UC Berkeley

Chapter 1. The amido ligand –N(SiiPr3)DIPP (DIPP = 2,6-diisopropylphenyl) was used to prepare two-coordinate complexes of CrI, CrII, and CrIII. The two-coordinate CrII complex was employed to prepare a three-coordinate CrIII iodide complex, which then afforded access to a stable CrIII methyl species.

Chapter 2. Products resulting from the reduction of various CrIII complexes supported by the silylarylamido ligand –N(SiMe3)DIPP (DIPP = 2,6-diisopropylphenyl) were synthesized and characterized.
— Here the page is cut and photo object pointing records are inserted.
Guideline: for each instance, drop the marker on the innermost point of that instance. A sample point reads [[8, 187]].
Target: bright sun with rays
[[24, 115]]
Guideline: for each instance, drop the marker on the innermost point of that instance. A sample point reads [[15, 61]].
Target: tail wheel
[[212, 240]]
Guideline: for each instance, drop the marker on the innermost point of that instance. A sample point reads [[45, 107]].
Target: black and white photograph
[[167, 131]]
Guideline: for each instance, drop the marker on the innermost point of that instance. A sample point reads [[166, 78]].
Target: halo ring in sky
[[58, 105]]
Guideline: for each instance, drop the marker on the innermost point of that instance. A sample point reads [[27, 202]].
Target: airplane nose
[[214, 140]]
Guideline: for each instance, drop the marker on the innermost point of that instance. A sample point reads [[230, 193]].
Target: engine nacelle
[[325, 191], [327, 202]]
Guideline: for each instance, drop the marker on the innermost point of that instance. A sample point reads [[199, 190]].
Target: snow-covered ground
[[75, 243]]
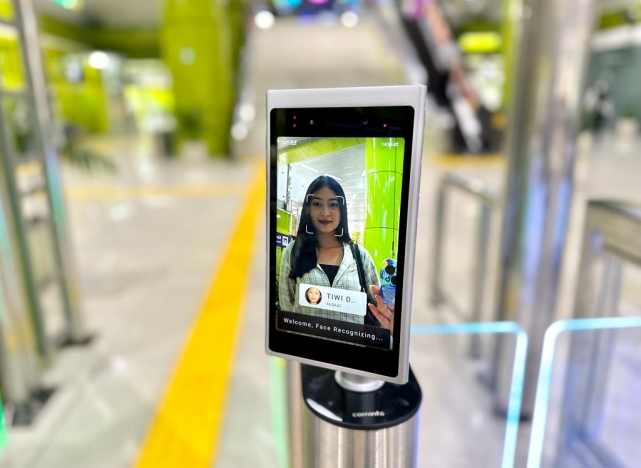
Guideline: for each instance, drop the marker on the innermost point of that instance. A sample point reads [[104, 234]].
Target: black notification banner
[[377, 337]]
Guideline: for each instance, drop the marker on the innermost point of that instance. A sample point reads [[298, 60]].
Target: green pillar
[[195, 45], [384, 176]]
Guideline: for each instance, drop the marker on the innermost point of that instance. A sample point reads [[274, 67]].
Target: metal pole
[[19, 368], [28, 29], [479, 275], [552, 43], [295, 408], [437, 252]]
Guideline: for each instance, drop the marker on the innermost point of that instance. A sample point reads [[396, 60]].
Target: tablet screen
[[338, 216]]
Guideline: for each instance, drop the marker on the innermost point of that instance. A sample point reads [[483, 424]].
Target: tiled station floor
[[153, 244]]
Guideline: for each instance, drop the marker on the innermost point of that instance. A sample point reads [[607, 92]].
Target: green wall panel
[[195, 46], [384, 175]]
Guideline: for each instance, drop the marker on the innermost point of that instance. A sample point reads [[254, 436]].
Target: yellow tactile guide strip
[[185, 430]]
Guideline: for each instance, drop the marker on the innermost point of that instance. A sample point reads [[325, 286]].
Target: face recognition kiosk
[[343, 183]]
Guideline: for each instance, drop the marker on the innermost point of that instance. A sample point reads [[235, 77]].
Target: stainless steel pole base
[[346, 429]]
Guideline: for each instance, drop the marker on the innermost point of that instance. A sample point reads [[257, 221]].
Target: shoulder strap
[[359, 266]]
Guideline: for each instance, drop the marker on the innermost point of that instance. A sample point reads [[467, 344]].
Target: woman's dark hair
[[320, 295], [304, 257]]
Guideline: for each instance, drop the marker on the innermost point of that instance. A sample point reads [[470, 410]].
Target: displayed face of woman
[[325, 210], [313, 295]]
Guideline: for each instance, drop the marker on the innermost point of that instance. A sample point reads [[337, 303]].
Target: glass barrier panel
[[461, 424], [588, 402]]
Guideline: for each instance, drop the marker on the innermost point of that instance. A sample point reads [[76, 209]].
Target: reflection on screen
[[337, 225]]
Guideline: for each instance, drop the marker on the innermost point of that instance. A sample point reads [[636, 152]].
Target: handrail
[[488, 200]]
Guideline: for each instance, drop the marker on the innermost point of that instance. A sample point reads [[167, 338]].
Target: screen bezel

The solid state structure of a dimeric chromium species, in which the ligands have undergone C–H bond activation, is also reported.
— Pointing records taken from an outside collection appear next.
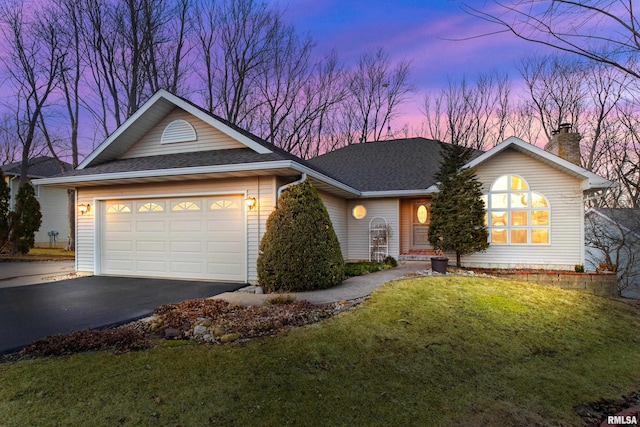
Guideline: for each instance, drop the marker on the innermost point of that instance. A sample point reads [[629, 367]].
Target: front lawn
[[426, 351], [41, 254]]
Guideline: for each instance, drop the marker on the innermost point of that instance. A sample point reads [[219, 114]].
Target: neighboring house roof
[[627, 218], [381, 166], [39, 167]]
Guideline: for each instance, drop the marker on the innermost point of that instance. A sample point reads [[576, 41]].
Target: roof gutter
[[284, 187]]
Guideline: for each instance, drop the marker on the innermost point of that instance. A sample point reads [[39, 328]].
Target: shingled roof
[[400, 164], [39, 167]]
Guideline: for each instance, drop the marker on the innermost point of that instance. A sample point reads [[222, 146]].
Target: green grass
[[428, 351], [41, 254]]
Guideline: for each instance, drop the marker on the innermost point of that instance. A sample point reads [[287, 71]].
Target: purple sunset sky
[[421, 31]]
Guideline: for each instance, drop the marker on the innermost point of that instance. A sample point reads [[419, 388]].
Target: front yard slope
[[424, 351]]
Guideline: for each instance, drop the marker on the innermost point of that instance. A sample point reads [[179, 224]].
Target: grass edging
[[425, 351]]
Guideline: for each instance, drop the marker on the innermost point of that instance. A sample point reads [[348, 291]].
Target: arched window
[[515, 214], [178, 131]]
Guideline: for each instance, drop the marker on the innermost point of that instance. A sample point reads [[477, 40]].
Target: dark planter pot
[[439, 264]]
Chapter 3. Products from reduction and attempted oxidations of low-coordinate manganese complexes supported by silylarylamido ligands –N(SiR3)DIPP2 (R = Me or iPr; DIPP = 2,6-diisopropylphenyl) were synthesized and characterized. Steric differences were found to have a noticeable effect on structure and even coordination number. In addition, the reduction of Mn[N(SiMe3)DIPP]2 under nitrogen afforded a dinitrogen-bound dimeric species.

Chapter 4. Divalent complexes of vanadium were synthesized employing bulky silyl(aryl)amido ligands –N(SiiPr3)DIPP and –N(SitBu2Me)DIPP (DIPP = 2,6-diisopropylphenyl). Solid-state structural characterization revealed that although the ligand –N(SiiPr3)DIPP supports a rare two-coordinate complex of vanadium, its constitutional isomer –N(SitBu2Me)DIPP affords a homoleptic complex in which the vanadium center is sandwiched between the arene rings, an unusual binding mode for arylamido ligands. Magnetometry studies indicate that V[N(SiiPr3)DIPP]2 and V[(η5-DIPP)N(SitBu2Me)]2 have similar high-spin d3 electron configurations. However, spectroscopic methods, including electron paramagnetic resonance, nuclear magnetic resonance, infrared, and UV-visible spectroscopies, suggest that V[N(SiiPr3)DIPP]2 is stereochemically nonrigid in solution while V[(η5-DIPP)N(SitBu2Me)]2 is not. This nonrigidity explicitly impacts the reactivity of V[N(SiiPr3)DIPP]2, which can be used to access both amido-bound and arene-bound complexes. In addition, these divalent complexes exhibit rich reduction and oxidation chemistry. Both vanadium(II) complexes can be reduced to anionic vanadium(I) species, {V[(η5-DIPP)N(SiiPr3)]2}− and {V[(η5-DIPP)N(SitBu2Me)]2}−. Moreover, treatment of V[N(SiiPr3)DIPP]2 with single and multi-electron oxidants reveals a range of transformations including an intramolecular C–H bond activation.